In an era, when the Indian cricket team’s batting credentials against good pace bowling was largely to suspect, Sunil Gavaskar’s entry to the team as an opener was a Godsend. Sunil Gavaskar has been considered to be one of the all time best opening batsmen in the history of Test cricket. His game was built around a near-perfect technique and enormous powers of concentration.

Gavaskar was the first cricketer in the world to surpass the 10,000 run mark in Test matches, with the biggest number of centuries to his credit during his time. He was the first person to score centuries in both innings of a Test match thrice. He played with equal felicity off both front and back feet, had excellent judgment of length and line, and was beautifully balanced.

Born on July 10, 1949 at Mumbai, to Manohar Gavaskar and Meenal Gavaskar, Sunil started playing cricket right since his school days. His father had been a good club player and his maternal uncle, had been a former Indian Test wicketkeeper.

At the age of 17, Gavaskar was named India’s Best Schoolboy Cricketer of the Year in 1966. He made his debut in the Ranji Trophy in the year 1968 with a match against Karnataka and was out for a zero score. But in the next match, he responded with 114 against Rajasthan in the second match, and two further consecutive centuries saw him selected in the 1970-71 Indian team tour West Indies.

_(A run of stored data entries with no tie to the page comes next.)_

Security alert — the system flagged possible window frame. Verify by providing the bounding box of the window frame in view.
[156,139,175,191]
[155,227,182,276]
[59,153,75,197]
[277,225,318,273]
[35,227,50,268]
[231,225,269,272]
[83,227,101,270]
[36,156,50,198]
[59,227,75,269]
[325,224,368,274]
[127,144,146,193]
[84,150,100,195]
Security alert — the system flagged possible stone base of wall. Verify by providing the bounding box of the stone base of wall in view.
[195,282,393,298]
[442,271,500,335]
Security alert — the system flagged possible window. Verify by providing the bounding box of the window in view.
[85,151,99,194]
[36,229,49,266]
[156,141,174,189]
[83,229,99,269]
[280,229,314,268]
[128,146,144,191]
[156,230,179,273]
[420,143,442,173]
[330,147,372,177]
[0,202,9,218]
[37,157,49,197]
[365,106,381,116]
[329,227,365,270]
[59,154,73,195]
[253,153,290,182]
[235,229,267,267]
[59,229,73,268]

In the five match series he had to miss the first one due to injury. He scored 132 runs in his second match, getting India its first ever Test victory over West Indies. He continued his form throughout the series and scored 774 runs in the next four matches, helping India to made its first ever Test Series victory over West Indies.

Gavaskar was widely admired for his technique against fast bowling, with a particularly high average of around 65 against the West Indies, who possessed the most vicious fast bowling attack in Test history.

In 1977-78 tour to Australia, he scored three consecutive Test centuries in the first three Tests. His twin century against Pakistan in 1978-79, made him the first batsman to score two centuries in one Test on two occasions. However, Gavaskar’s best Test innings came in his last Test match against Pakistan, when on a turning track he scored an amazing 96.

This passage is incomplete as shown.